In this post I will demonstrate a safe way to practice Salamba Sirsasana (Supported Head pose, or headstand). It is called the “king of asanas” for various reasons. It is mentioned in the Hatha Yoga Pratipika as an asana that will cure diseases as the practitioner builds time in the pose. Before you scoff at such claims, realize that Guruji practiced this pose well into his 90s.
First clear the room.
The setup is a folded sticky mat with the folded edge toward the wall and a folded blanket with a the folded edge toward the wall.
Now stand in Tadasana to learn the “base”
Interlace the fingers all the way to the webbing so they are facing straight across. this is the correct hand position.
Now find the tops of your ears with your index finger
And trace it all the way to the top. This is the top of your head where you will be balancing. Make a finger nail indent so you know what part of the head to place on the ground.
Next, take your folded hands behind the skull and move your elbows in shoulder level. This is much more narrow than you think.
Now take this knowledge to the props. Kneel down and place folded fingers at wall on props and bring your elbows well in to be shoulder width.
Place the head in cupped shaped fingers and the finger nail indent spot directly on the floor.
Tuck toes under and press thighs up toward ceiling like Downward facing dog pose.
Walk in, bend knees and raise one leg high in the air.

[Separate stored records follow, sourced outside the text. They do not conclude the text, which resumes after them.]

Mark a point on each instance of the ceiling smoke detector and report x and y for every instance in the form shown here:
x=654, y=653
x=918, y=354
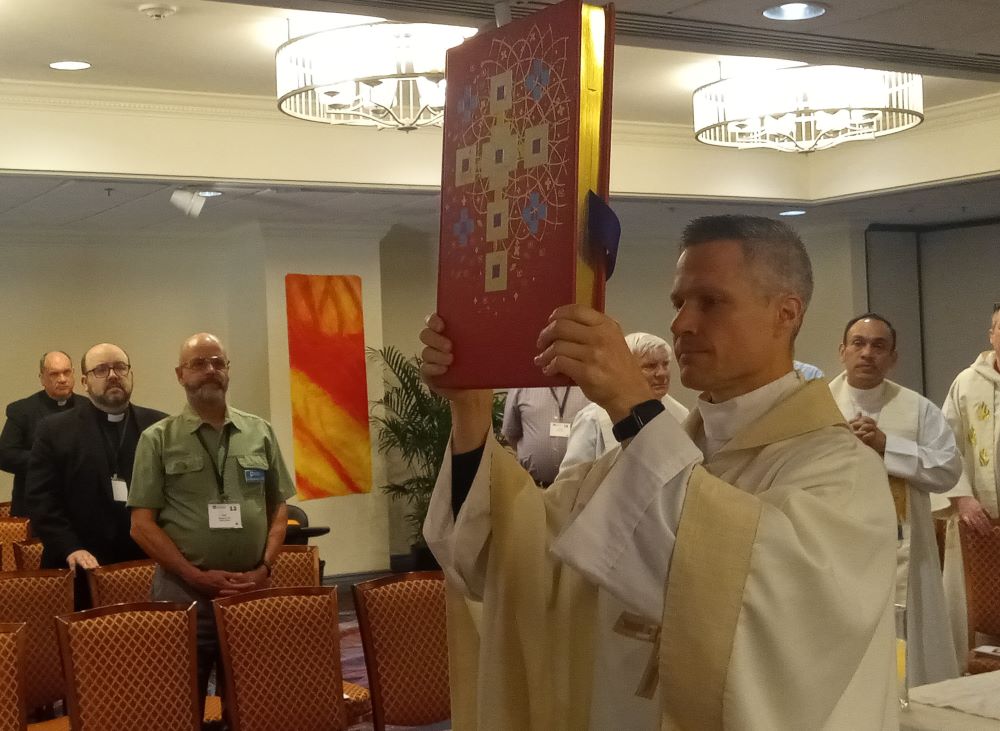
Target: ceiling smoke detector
x=156, y=11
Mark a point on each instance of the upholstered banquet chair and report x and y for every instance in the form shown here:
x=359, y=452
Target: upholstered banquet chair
x=36, y=597
x=131, y=667
x=120, y=583
x=27, y=555
x=281, y=654
x=296, y=566
x=402, y=622
x=12, y=530
x=13, y=716
x=981, y=557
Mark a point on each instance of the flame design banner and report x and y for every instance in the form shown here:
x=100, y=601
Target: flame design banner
x=326, y=353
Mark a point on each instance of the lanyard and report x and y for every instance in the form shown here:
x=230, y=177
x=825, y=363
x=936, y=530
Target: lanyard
x=218, y=470
x=110, y=450
x=562, y=406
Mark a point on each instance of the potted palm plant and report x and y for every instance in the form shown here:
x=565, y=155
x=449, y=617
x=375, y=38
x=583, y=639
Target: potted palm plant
x=413, y=423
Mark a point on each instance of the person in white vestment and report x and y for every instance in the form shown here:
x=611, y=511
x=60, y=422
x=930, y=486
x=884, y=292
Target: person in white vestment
x=971, y=408
x=736, y=573
x=591, y=435
x=918, y=448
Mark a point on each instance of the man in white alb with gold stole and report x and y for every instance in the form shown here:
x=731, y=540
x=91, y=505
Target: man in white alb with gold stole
x=734, y=574
x=915, y=442
x=971, y=409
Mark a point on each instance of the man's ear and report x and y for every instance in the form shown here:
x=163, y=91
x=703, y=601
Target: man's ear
x=789, y=313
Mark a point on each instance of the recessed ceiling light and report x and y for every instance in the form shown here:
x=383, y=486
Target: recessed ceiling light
x=795, y=11
x=69, y=65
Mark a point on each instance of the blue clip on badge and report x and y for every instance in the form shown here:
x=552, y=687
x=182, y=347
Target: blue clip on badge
x=253, y=474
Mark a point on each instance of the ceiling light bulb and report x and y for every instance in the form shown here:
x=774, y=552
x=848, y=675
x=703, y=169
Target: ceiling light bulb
x=795, y=11
x=69, y=65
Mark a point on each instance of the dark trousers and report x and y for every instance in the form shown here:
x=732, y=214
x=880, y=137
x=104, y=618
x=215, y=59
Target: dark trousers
x=169, y=588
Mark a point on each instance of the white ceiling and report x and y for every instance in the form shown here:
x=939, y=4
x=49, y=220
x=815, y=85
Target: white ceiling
x=227, y=47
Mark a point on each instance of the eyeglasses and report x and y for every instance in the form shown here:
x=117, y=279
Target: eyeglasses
x=202, y=364
x=104, y=370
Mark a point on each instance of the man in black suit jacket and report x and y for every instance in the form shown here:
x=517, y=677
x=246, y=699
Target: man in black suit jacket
x=55, y=371
x=80, y=470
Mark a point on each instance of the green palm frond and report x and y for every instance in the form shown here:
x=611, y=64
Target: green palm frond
x=414, y=423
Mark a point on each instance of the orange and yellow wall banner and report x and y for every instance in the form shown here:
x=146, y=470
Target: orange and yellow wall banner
x=326, y=352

Hop up and quickly straighten legs.
Press forearms down mightily, don’t let the shoulders shrug.
For balance take one toe mound off wall and press up. Repeat feet.
Then flex heels.
Then both toe mounds up and tailbone forward at the same time. You are in the classic pose now.
To safely come down land both heels at wall again.
Come down one leg at at time.
Turn around and do adho mukha virasana with cupped shaped fingers to release the neck.
At first don’t hold for long. Just learn how to safely enter and exit the pose. You can only go up ONCE if you have not been practicing this pose for less than a year. See Inversions and Eye Problems for explanations.
That being said. Don’t attempt if you have neck problems, high blood pressure, glaucoma, or are menstruating.
Also Salamba Sarvangasana must be done after this pose to calm the nervous system. See Light on Yoga for ill effects of solely doing Salamba Sirsasana without Salmaba Sarvangasana.
Inversions are a hallmark of Iyengar yoga practice and will bring many wondrous effects to your body’s many systems with regular practice.